5. ,,Jakim cudem wy tu..''
POV: FAUSTYNA FUGIŃSKA
Cisza w bunkrze panowała i zdawała się być jeszcze bardziej przytłaczająca niż wcześniej. Szukaliśmy cały czas czegokolwiek, co by wskazywało na to, gdzie może być Haniula.
Bartek, który wcześniej był załamany i przytłoczony, teraz wyglądał na zdenerwowanego jednak ja potrafiłam wyczuć ten smutek który chował pod maską. Jego ruchy były gwałtowne, przesuwał meble a nawet uderzył pięściami w ścianę kiedy nic nie udało mu się znaleźć.
— To bez sensu! — krzyknął. — Jesteśmy tu uwięzieni, nic tu nie ma! Cholerny bunkier! A Hania.. no przecież nie mogę jej stracić. — Podszedł do schodów które prowadziły do wyjścia. — Wychodzę i idę jej szukać. Wolę zginąć tak, niż bezczynnie siedzieć w bunkrze.

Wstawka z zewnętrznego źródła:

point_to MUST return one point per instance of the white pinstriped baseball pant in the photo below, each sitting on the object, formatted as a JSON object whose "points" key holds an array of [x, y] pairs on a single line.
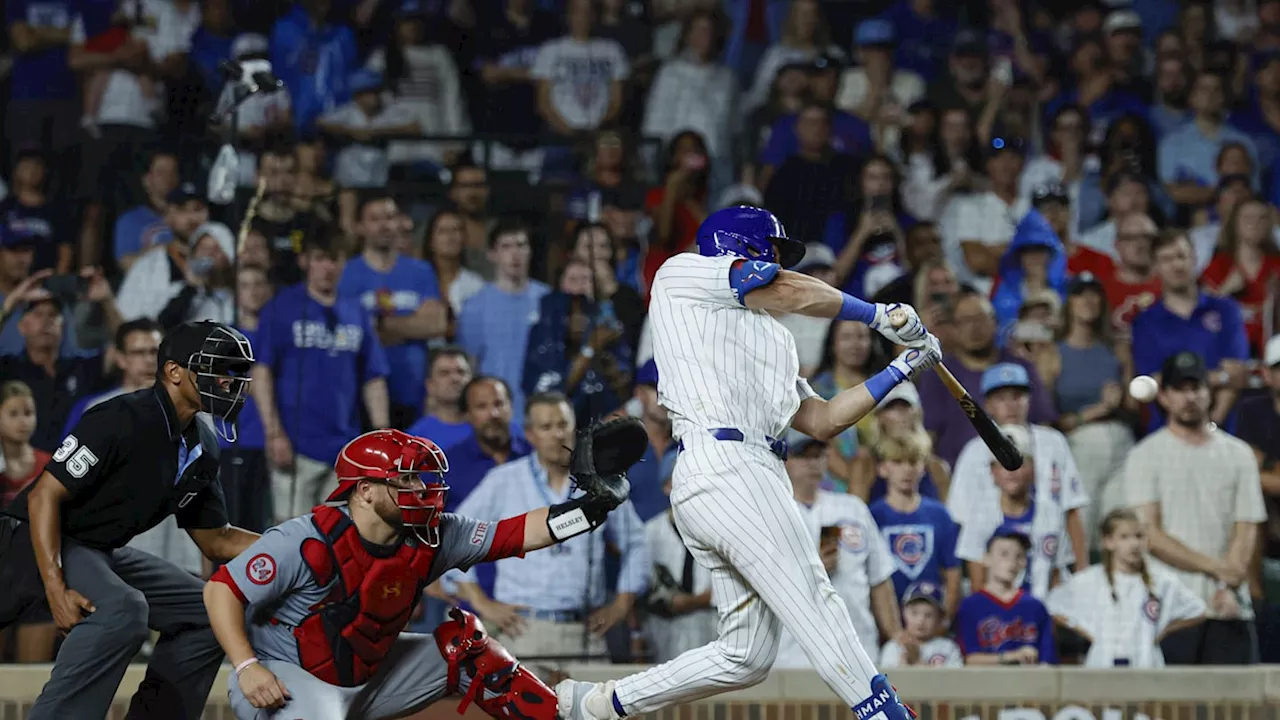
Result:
{"points": [[734, 507]]}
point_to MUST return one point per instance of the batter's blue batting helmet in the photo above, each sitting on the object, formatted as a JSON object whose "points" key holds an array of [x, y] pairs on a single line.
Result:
{"points": [[748, 232]]}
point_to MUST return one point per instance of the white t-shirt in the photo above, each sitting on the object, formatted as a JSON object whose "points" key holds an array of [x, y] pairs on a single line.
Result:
{"points": [[1124, 627], [365, 165], [581, 76], [672, 636], [720, 364], [864, 563], [978, 218], [937, 652]]}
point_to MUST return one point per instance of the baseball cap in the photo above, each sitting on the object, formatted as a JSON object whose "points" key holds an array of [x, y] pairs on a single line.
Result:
{"points": [[969, 41], [1010, 532], [816, 255], [1183, 368], [648, 373], [874, 31], [1005, 374], [1271, 352], [1050, 192], [901, 392], [923, 591], [1121, 21], [183, 192]]}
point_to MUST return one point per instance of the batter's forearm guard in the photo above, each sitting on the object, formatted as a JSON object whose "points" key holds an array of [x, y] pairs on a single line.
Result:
{"points": [[513, 692]]}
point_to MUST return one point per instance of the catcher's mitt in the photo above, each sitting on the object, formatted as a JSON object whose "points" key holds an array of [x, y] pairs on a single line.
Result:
{"points": [[602, 456]]}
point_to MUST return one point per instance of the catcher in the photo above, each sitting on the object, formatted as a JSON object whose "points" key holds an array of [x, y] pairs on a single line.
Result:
{"points": [[328, 593]]}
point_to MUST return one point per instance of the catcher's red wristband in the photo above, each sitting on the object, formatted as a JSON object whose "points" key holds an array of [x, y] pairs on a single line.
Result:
{"points": [[508, 538]]}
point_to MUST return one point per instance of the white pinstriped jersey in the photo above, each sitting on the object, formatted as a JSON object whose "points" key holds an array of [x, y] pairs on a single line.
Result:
{"points": [[720, 364]]}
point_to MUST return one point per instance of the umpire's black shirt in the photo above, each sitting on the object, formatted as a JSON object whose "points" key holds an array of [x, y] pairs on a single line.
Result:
{"points": [[120, 468]]}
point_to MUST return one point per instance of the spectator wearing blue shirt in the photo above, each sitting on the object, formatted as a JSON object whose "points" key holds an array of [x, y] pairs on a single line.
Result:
{"points": [[919, 531], [653, 472], [314, 58], [1188, 319], [496, 322], [448, 370], [492, 441], [1188, 156], [402, 295], [316, 358], [242, 464], [553, 604], [144, 227], [42, 109]]}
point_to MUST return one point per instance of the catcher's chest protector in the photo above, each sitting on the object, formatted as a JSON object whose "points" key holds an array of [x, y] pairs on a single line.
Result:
{"points": [[347, 634], [516, 693]]}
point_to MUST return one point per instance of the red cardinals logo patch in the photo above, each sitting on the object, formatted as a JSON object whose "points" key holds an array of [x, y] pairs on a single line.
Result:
{"points": [[260, 569]]}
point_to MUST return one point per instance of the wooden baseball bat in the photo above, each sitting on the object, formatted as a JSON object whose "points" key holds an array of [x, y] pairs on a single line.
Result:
{"points": [[1000, 446]]}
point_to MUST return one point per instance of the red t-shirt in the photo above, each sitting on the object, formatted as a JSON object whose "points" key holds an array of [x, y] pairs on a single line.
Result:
{"points": [[685, 231], [1252, 300], [10, 487]]}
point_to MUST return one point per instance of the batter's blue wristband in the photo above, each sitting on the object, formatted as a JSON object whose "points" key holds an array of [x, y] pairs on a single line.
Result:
{"points": [[855, 309], [882, 382]]}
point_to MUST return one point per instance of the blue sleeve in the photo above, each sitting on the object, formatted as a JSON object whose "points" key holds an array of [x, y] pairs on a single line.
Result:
{"points": [[1047, 647], [745, 276], [373, 352], [1235, 343]]}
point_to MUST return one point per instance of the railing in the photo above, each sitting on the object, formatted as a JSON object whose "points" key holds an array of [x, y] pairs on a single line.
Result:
{"points": [[970, 693]]}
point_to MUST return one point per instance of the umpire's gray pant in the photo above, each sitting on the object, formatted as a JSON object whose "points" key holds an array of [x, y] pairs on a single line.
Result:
{"points": [[133, 592]]}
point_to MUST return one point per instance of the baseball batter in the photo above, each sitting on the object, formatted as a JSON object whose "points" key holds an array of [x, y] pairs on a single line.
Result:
{"points": [[730, 377], [327, 595]]}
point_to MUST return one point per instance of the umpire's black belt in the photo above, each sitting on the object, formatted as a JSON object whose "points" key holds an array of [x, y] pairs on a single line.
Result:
{"points": [[734, 434]]}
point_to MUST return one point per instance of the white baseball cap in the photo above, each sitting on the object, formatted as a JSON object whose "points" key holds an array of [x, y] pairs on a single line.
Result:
{"points": [[1271, 352], [1022, 438]]}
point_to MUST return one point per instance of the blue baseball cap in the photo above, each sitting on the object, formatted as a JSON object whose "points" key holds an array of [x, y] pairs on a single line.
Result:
{"points": [[1005, 374], [923, 591], [874, 31], [648, 374]]}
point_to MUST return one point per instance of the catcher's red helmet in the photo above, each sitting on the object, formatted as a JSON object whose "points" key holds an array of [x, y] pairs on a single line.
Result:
{"points": [[385, 455]]}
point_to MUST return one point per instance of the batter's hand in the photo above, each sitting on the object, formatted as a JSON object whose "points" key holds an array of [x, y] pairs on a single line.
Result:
{"points": [[900, 324], [261, 688], [68, 607], [915, 360]]}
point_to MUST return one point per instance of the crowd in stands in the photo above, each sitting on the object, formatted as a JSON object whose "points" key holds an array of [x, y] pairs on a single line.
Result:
{"points": [[457, 209]]}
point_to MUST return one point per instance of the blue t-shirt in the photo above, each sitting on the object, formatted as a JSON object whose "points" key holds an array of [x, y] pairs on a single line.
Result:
{"points": [[320, 359], [141, 228], [923, 542], [398, 292], [444, 434], [42, 74], [987, 624]]}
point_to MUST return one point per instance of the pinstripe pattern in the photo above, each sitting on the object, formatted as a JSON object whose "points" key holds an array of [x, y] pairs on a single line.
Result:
{"points": [[723, 365]]}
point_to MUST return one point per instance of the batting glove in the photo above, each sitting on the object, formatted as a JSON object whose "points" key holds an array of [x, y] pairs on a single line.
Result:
{"points": [[915, 360], [910, 333]]}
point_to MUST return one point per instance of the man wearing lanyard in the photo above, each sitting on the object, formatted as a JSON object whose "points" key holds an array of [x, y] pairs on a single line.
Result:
{"points": [[552, 606]]}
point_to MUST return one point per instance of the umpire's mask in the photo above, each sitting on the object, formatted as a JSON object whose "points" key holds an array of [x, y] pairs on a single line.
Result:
{"points": [[220, 359]]}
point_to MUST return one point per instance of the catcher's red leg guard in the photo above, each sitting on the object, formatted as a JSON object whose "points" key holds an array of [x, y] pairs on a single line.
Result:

— Bartek, wiemy co czujesz, ale jeśli teraz wyjdziesz to dla nas też nie ma już ratunku, musisz się uspokoić, coś tutaj napewno jest.
— Nie Faustyna, ty nie straciłaś kogoś kogo kochasz i nie wiesz jak się czuję, przestań gadać głupoty!
— Bartek kurwa, ale Hania to moja przyjaciółka i bardzo ją kocham, więc wiem co czujesz!
— Ale to nie jest taka miłość jaką obdarzam ją ja.
— Weź przestań pieprzyć głupoty.
— No japierdole.
— Bartek i Faustyna. Zachowujecie się jak dzieci, kłótnia nic wam nie da, a tylko pogorszy sytuację, jeśli bardzo zależy wam na Hani to musimy działać wspólnie. — wtrąciła się Julita.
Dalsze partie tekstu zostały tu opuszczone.